Floods, Landslides and Thousands Sheltered from the Rains in Western Cuba

Floods have left some communities incommunicado. (Cortesía)

14ymedio bigger14ymedio, Havana, 4 June 2022 — Havana reports the greatest damage due to the heavy rains associated with the large area of low pressure in the southeast of the Gulf of Mexico that affects western and central Cuba. The authorities of the capital describe the conditions in the city as becoming “complex” and report two deaths, 111 building collapses, of which two are total, more than 4,500 evacuees and 23 flooded areas.

In addition to “the heavy rains, the floods,” they said the damage was due to “the age of the city,” according to the Cuban Presidency’s Twitter account with a source at a meeting of the National Civil Defense General Staff.

The rise of the Almendares River, the main one in Havana, has forced the evacuation of almost 50 people in the communities of El Fanguito and La Polar, neighborhoods where most of the houses are made of wood and other light materials. The waters rose quickly, and when they withdrew they left a thick layer of mud and garbage, according to Tribuna de La Habana.

The president of the Municipal Assembly of People’s Power of Plaza de la Revolución, Osmani Arcia Peñate, reported that 48 people were evacuated from El Fanguito this Friday to the nearby Pioneer Palace, including six minors and two infants. Vicente Ponce Carrasco Elementary School was was also able to accommodate another 300.
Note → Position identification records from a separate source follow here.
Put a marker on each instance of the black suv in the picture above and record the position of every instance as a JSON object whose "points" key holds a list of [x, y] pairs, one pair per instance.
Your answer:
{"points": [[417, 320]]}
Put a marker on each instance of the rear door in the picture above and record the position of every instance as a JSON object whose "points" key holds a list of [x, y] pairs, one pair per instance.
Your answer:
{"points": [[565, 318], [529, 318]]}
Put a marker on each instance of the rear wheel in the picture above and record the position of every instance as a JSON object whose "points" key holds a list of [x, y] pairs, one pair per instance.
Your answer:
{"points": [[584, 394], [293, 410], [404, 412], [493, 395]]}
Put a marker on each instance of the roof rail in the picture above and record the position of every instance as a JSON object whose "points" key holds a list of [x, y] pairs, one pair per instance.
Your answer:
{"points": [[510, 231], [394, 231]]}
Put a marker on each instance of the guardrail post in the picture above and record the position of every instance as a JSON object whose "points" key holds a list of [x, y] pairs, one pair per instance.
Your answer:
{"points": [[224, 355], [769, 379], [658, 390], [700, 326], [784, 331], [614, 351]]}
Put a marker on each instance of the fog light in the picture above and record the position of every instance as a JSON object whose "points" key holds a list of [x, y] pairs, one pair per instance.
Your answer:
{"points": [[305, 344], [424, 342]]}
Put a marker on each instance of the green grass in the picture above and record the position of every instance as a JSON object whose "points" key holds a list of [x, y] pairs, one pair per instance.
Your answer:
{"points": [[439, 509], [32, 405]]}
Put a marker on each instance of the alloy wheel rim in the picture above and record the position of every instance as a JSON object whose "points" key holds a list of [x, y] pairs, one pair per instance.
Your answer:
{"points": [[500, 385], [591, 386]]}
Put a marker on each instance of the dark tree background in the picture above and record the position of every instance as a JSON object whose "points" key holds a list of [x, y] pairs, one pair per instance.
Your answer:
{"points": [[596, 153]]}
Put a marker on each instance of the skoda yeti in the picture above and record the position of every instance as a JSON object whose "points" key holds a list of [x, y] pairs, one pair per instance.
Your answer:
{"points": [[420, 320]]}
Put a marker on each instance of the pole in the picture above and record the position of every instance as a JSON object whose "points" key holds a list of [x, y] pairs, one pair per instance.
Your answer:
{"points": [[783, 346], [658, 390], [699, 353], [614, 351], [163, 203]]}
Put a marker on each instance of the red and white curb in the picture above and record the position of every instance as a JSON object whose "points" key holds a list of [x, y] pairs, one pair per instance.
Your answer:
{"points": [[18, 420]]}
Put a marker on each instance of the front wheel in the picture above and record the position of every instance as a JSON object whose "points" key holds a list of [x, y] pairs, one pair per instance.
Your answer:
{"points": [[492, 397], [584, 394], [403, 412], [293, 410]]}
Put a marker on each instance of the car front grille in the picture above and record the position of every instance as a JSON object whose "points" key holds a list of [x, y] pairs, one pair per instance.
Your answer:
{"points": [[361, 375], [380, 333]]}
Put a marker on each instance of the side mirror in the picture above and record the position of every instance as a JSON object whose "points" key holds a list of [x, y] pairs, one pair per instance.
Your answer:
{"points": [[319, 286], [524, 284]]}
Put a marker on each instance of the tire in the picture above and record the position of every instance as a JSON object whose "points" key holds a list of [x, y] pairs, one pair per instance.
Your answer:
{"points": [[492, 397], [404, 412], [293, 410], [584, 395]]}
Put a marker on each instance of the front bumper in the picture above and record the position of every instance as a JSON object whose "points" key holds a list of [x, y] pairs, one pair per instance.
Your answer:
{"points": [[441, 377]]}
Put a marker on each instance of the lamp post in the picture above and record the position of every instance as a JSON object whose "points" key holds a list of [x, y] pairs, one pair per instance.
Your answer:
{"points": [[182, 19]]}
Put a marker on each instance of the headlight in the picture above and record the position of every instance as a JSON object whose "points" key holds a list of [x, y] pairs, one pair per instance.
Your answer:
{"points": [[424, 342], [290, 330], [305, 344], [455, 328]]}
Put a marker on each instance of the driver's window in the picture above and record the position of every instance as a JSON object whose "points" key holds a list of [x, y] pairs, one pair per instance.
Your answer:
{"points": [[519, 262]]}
In Pinar del Río, where the rains have caused flooding in several locations, the disappearance of citizen Yusiniel Cabeza La Rosa was reported yesterday afternoon. According to the state radio station Radio Guamá, the 21-year-old, resident of the Ojo de Agua farm belonging to the Santa Lucía popular council north of the municipality of Minas de Matahambre, was swept away by the strong currents of a river that he tried to swim across. continue reading

“Since then, combined forces of the Ministry of the Interior together with inhabitants of the surrounding communities are carrying out search work,” reported the Municipal Civil Defense, which added that “the spillage from the Nombre Dios dam makes it difficult to search.”

Provincial authorities also say that 11 communities continue to be incommunicado, and they ask the population to “maintain discipline” and not cross rising rivers to “avoid the loss of human life.” On Friday afternoon, the body of Yosvel Cabrera Álvarez, 44, who fell into a swollen creek hours earlier, was found.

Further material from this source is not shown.